Durante os dois semestres na segunda etapa, que chamamos de “Conhecendo a Vaca”, os estudantes recebem mais de 10 treinamentos, os aprovados vão para a etapa de ESPECIALIZAÇÃO. Nesse momento eles vão optar por uma das 5 possibilidades que temos: 1) Assistência técnica aos nossos 20 produtores de leite em parceria com a CRESOL e a Prefeitura de Viçosa, 2) Pesquisa, 3) Família do Leite Tech, 4) Consultoria Jr/estágios em grandes fazendas ou 5) Família do Leite International.

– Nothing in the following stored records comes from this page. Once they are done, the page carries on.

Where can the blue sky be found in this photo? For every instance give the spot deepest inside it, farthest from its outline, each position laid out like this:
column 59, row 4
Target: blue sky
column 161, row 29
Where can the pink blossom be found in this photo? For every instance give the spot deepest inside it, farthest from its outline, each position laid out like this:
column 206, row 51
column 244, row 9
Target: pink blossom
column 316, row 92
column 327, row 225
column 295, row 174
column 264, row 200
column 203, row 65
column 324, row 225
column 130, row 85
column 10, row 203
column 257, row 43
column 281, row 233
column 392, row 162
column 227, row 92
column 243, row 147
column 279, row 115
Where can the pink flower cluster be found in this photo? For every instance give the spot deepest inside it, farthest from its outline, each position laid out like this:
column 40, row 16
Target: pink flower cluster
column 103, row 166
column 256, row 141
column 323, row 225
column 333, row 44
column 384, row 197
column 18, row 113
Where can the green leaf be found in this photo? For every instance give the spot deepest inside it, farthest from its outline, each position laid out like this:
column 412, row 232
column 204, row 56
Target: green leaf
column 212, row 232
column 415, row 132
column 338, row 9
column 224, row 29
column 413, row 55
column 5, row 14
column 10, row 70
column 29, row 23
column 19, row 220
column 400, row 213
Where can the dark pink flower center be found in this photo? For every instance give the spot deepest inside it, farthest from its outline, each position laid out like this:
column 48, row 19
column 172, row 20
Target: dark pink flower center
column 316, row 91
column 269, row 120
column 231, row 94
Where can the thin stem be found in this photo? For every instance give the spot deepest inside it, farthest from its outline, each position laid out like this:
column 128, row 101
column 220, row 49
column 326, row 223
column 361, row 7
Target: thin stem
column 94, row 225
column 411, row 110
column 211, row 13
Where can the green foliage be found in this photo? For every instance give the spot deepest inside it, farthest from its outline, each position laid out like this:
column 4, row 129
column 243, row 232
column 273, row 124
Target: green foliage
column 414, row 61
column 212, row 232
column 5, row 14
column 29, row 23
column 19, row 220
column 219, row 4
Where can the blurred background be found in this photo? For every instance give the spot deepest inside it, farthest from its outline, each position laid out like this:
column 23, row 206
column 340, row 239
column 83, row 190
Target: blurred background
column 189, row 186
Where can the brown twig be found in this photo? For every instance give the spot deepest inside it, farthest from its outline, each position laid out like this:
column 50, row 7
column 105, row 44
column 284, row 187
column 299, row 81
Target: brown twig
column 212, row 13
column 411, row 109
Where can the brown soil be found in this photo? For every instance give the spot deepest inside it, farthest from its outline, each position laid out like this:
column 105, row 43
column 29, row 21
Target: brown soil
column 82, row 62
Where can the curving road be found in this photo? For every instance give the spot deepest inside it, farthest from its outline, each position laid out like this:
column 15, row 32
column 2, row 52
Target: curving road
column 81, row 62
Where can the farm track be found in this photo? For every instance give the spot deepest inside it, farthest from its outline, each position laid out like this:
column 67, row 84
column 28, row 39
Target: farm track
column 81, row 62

A pesquisa é indicada para os estudantes que pretendem fazer pós graduação, assim, acompanham os experimentos dos pós graduandos e vão melhorando o seu currículo. A Família do Leite Tech é voltada para os alunos empreendedores, e temos como case de sucesso a Volutech, vencedora do IDEAS FOR MILK em 2019, uma startup que produz um aparelho instalado em tanques de leite para medir de forma digital temperatura e volume e envia essas informações para o celular do produtor e laticínios. A consultoria Junior é voltada para projetos pontuais e os estudantes fazem estágio de férias em grandes fazendas em parceria com a DSM. Como exemplo de fazendas temos a Lageado, Grande Leiteira Eudes Braga, Fazenda Sertãozinho entre outras. Por fim, temos o Família do Leite International, voltada para estudantes com perfil de pós graduação que fazem estágio nos EUA e outros países na Europa, como Holanda. Esses estudantes são indicados para aperfeiçoar suas habilidades em pesquisa e deixar o inglês fluente.
Nesses 8 anos de trabalho os desafios são enormes, mas muito já foi feito em prol da formação dos estudantes. Um dos desafios que enfrentamos nesse momento, a pandemia do COVID-19, nos fez reinventar o modo de trabalho, utilizando as tecnologias para treinamentos a distância e interações com produtores e empresas. Durante esses meses de distanciamento social organizamos 12 Lives Técnicas pelo Instagram com mais de 10 mil visualizações e 2000 pessoas ao VIVO nos acompanhando. Recebemos os principais pesquisadores do Brasil e do Mundo para essas discussões.
Hoje temos 80 estudantes que muito se empenham em aprender e buscar conhecimento para que assim, sejam bons profissionais para ajudar a cadeia do leite se fortalecer ainda mais.